Horreur sidérale...

par ANDRE CICCODICOLA
Publié le 11 juin 2021 à 12:58

Un tour de manège de 20 minutes dans l’espace, ça vous tente ? Si vous êtes capables de débourser jusqu’à 2,3 millions d’euros, vous pourrez embarquer dans une capsule spatiale en compagnie de Jeff Bezos, 200 fois milliardaire et propriétaire d’Amazon, et de son frère. Départ le 20 juillet prochain. Ce sera le premier vol touristique spatial. Pas question de faire un tour de Terre, mais seulement un saut de puce cosmique. La fusée New Shepard décollera à la verticale et la capsule s’en séparera à environ 75 kilomètres de hauteur, continuant sa trajectoire jusqu’à dépasser les 100 kilomètres d’latitude. Les passagers à bord flotteront en apesanteur durant quelques minutes et, privilège absolu, ils seront les premiers touristes à observer la grande courbure de la planète bleue. Pendant ce temps-là, la fusée porteuse redescendra pour se poser sur une piste, toujours à la verticale. Puis la capsule entamera elle-même une chute libre pour revenir vers la Terre. Freinée par trois grands parachutes et des rétrofusées, elle atterrira dans un désert de l’ouest du Texas. Une fois de retour sur le plancher des vaches, télés, radios, journaux, sites numériques seront au rendez-vous.

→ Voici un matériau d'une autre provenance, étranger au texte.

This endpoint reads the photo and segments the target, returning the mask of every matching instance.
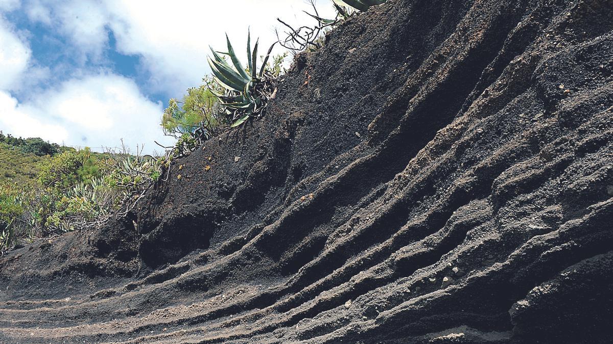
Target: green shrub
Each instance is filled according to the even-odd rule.
[[[181,101],[171,99],[162,116],[164,135],[180,138],[185,134],[207,140],[227,124],[213,92],[223,89],[212,78],[202,80],[204,84],[188,89]]]

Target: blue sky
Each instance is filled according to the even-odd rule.
[[[333,15],[329,0],[318,2]],[[0,0],[0,130],[98,150],[123,139],[151,152],[154,140],[172,143],[161,113],[209,72],[209,45],[223,49],[227,32],[244,47],[249,27],[272,43],[277,17],[312,23],[308,8],[305,0]]]

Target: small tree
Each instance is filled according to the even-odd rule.
[[[164,135],[176,138],[185,135],[206,140],[216,133],[219,127],[227,124],[221,116],[219,100],[213,94],[219,88],[213,79],[202,79],[204,84],[188,89],[182,101],[171,99],[162,116]]]

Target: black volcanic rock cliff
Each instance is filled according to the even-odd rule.
[[[128,217],[2,257],[0,342],[613,340],[613,1],[389,0],[327,42]]]

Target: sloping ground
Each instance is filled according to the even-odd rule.
[[[610,342],[612,29],[607,0],[351,19],[128,218],[4,257],[0,341]]]

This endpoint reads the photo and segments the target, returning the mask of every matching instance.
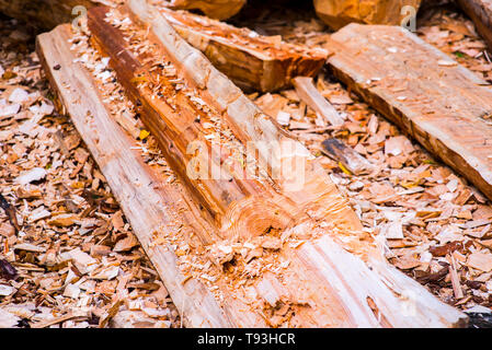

Pour ces brefs estivants de l’espace, ce sera alors un feu d’artifice médiatique, à moins que celui-ci n’ait lieu avant, car, comme le rappelle Dan Ives, chroniqueur de la chaine CNBC, ce voyage « est un choix osé » en référence au risque que représente toujours ce type d’opération. « Qu’importe » a écrit, bravache, le multi-milliardaire sur son compte Instagram, « depuis que j’ai cinq ans, je rêve de voyager dans l’espace. Le 20 juillet, je ferai ce voyage avec mon frère ». Un songe de gosse qui coûte bonbon... mais pas que !

Le premier tour-opérateur de l’espace

Jeff Bezos n’a pas uniquement la tête dans les étoiles, il l’a surtout près du coffre-fort. Il veut mettre à profit son voyage spatial pour promouvoir un nouveau business. Il veut être le premier tour-opérateur de l’espace. Le prix du billet de transport sera salé, pas moins de 250 000 dollars. Près de 6 000 individus sont prêts à s’offrir cette virée sidérale qui se paie d’horreur : les 19,6 millions de millionnaires (chiffres 2020) parmi lesquels 2 755 milliardaires, n’existent qu’au prix de 729 millions de pauvres, des femmes et des hommes « survivant  » avec moins de 2,30 euros par jour selon la Banque mondiale. Chiffres à prévoir en augmentation de 110 à 150 millions à cause de la pandémie. Jeff Bezos ne les verra pas plus qu’il ne les voit quand il se promène avec son méga-yacht de 127 mètres. Faute de mettre le nez dans les étoiles, ces nouveaux pauvres et les 575 700 salariés d’Amazon faisant la fortune de Jeff Bezos (qui leur refuse toute syndicalisation aux USA) auront intérêt à s’enfermer devant leur télé pour rêver de ces voyages spatiaux : chaque décollage brûlant grosso modo 241 tonnes d’un mélange de polybutadiène (une sorte de caoutchouc), de perchlorate d’ammonium et d’aluminium, ce serait bien le diable si nous ne respirerons pas quelques particules de ces composés hautement polluants et cancérigènes.